Move the Stars (Something in the Way 3)
Page 102
A lump formed in my throat with the biggest truth of all—without Manning, I didn’t know that I even wanted to try and make a home anywhere else. I thought I could float through cities and decades if I were never anchored to him. Did I even want that anymore? It’d gotten so hard to even think of Manning. Sean and everyone I’d dated since had been easy, and that seemed like the way to go in the future.
“It sounds like you got it all figured out,” I said to Corbin. “I’m jealous.”
“Of me? You’re the one killing it out here. See all the people who showed up to watch your ascent into stardom? And how many of our friends, all those people you worked with who are barely getting by, watched you on TV in New York tonight?”
He always knew how to make me smile in spite of myself. I took his hand and squeezed it. “As long as you and Val aren’t going anywhere, then that’s all I need.”
I realized Tiffany and Sean had stopped talking and were both looking at me. Sean pinched his joint and stood. “Well, I’m in no shape to ride. It’s cool if I stay the night with you, Lakey?”
“Sure,” I said. “We can leave in a bit.”
“Dope.” He winked at me. “I’m going to get another drink.”
When he’d gone inside, the look on Corbin’s face sent me into a fit of giggles. “Did he say Lakey?” Corbin asked.
It took me a minute to catch my breath. I just hoped the nickname didn’t catch on nationwide.
Tiffany fidgeted with her pack of cigarettes as if she wanted to light another. It annoyed me how Manning, and now she, too, couldn’t get a grip on such a life-threatening habit. She shifted in her seat and joked, “Third wheel.”
“Hardly,” Corbin said.
“Why is that, though?” she asked. “How come you two never got together? Or did you and nobody knew?”
“We’re too good of friends,” Corbin said, and I wondered with the swiftness of his answer, how many times he’d given it before.
I was grateful, though—that he’d saved me from having to answer, and that he recognized it was true. What Corbin and I had was special. Maybe if we’d ever slept together or decided to date, we wouldn’t be friends now, and that would be the real tragedy. “I figure there’s some saintly woman out there who deserves him,” I added. “It’s not me.”
“No, I guess not,” Tiffany said. “Not very saintly to sleep with a married man.”
Maybe I deserved that, but my cheeks flamed nonetheless. I hated that she’d said it in front of Corbin. Since he was quick to defend me in any situation, his silence confirmed that he agreed. He still didn’t bring up Manning’s name in any other context than as Tiffany’s ex-husband, but that didn’t mean Corbin was in the dark about anything.
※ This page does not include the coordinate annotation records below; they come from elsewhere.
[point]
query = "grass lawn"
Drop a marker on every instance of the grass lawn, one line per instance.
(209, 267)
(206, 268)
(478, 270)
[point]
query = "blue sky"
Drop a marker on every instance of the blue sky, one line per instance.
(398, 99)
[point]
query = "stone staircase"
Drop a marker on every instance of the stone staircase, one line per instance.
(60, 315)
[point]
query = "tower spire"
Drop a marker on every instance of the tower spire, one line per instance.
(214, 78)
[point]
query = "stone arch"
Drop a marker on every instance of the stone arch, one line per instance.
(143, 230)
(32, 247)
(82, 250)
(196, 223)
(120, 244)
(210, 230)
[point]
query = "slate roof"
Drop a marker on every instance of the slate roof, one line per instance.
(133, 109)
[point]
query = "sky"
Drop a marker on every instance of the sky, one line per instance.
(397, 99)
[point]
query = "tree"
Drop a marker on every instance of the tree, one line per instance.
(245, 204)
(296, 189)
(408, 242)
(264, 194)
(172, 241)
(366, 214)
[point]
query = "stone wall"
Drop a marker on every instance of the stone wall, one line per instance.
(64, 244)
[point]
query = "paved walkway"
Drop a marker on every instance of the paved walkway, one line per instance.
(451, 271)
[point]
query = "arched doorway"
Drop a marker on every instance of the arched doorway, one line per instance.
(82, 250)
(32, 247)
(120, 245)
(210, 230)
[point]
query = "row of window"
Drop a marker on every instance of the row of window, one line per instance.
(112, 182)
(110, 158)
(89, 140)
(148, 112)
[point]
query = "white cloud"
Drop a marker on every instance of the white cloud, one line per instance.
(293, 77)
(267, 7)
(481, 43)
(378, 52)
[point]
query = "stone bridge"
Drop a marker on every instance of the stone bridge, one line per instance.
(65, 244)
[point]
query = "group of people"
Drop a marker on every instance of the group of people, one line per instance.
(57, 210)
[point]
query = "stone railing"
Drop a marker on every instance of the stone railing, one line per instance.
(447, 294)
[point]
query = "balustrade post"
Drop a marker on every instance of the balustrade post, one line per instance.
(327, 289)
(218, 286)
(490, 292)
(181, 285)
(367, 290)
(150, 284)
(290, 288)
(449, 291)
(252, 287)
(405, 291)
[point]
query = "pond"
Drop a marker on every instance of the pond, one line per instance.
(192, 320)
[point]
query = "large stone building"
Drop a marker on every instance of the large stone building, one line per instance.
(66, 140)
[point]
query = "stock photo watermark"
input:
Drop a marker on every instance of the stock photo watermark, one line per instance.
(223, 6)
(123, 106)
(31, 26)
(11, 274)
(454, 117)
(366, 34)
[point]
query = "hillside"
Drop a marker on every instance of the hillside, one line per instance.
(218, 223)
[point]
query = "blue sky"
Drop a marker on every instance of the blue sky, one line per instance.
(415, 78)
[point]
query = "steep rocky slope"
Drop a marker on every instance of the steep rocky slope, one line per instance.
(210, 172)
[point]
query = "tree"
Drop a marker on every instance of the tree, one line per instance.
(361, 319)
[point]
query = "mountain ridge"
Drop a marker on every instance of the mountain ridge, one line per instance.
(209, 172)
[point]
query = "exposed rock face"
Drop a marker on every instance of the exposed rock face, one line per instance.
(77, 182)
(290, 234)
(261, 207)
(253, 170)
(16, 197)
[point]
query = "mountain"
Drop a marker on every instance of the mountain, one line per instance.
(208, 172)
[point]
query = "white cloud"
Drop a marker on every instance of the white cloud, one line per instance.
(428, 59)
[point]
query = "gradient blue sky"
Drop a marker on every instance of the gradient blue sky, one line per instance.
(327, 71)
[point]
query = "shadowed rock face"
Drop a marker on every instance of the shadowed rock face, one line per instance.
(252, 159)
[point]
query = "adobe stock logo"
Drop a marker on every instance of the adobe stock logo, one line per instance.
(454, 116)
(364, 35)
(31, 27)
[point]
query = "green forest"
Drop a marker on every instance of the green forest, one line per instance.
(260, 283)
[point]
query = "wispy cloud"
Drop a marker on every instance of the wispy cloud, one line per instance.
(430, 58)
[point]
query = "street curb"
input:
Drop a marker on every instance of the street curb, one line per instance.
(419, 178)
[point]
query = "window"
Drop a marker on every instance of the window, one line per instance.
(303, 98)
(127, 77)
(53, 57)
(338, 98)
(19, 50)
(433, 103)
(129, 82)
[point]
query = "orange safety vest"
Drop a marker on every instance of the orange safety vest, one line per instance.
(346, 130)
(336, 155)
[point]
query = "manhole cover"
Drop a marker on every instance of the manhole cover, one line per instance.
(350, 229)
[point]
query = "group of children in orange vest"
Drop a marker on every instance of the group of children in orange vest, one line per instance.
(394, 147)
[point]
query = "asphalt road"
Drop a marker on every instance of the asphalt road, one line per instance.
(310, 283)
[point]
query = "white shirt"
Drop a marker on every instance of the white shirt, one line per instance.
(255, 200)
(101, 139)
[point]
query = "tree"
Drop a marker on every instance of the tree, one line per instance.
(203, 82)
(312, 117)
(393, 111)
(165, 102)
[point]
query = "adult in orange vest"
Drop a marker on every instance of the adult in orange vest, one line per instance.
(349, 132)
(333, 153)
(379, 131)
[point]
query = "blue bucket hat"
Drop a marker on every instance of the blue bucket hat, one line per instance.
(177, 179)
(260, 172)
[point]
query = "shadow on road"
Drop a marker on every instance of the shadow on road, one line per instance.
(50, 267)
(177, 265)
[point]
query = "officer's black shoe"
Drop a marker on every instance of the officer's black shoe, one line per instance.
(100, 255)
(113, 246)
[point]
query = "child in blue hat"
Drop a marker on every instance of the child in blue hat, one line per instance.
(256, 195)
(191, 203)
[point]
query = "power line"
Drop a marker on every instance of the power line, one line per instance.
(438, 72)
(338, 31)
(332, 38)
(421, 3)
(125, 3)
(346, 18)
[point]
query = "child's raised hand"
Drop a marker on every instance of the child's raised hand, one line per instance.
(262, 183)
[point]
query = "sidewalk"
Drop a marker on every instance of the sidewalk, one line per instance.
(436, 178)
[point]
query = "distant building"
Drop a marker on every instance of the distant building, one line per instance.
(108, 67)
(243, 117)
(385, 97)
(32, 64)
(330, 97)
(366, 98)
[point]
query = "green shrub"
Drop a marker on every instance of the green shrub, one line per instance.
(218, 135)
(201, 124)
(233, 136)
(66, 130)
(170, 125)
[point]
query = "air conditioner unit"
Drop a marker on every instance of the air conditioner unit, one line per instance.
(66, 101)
But it was out there now, and once my shame wore off a bit, I was actually a little relieved. I’d lived in this secret world with Manning so long, I was exhausted from hiding our attraction to each other. So, in the interest of honesty, I finally stopped trying to protect everyone. “Did you ever really love Manning?” I asked. “Or did you just marry him to spite me?”
Tiffany’s blue eyes flashed over me before she glanced at the ashtray. She went to pick up her pack again, but I snatched it and threw it in the pool. “Hey,” she said.
“Just stop already. You and—” I stopped myself from saying Manning. “You’re better than those cigarettes. It’s not an emotional crutch—it’s a filthy habit that will kill you.”
“What Lake’s trying to say is that she cares what happens to you.” Corbin gave me a reproachful look. “And she’s right. Smoking like a chimney isn’t going to make anything better.”
Tiffany slumped down in her seat, biting her cuticle. “Fine. You want the truth? Until Manning came along, I had one thing you didn’t—men wanted me. You had the grades and Dad’s attention and USC, but I could flirt the pants off a gay man.” Her gaze darted from me to Corbin and back. “Then when I saw how Manning looked at you, suddenly everything changed. Guys started noticing you, too. Including Corbin, but he’d wanted me first, didn’t you, Corbin?”
Corbin stilled, only his eyes moving as he looked between us. “Oh, I . . . uh.” He shifted in his seat. “Yeah, I guess. When you were dating Cane, you were like the girl. It was hard not to, like, like you.”
He looked so uncomfortable that I brought the conversation back to myself. “I was sixteen,” I said to Tiffany. “I got boobs and grew into my limbs that summer. It wasn’t Manning’s fault.”
“But Manning . . . he was the one thing you wanted,” she said. “It was so painfully obvious you had this little-girl crush on him that first day he came over for a sandwich.”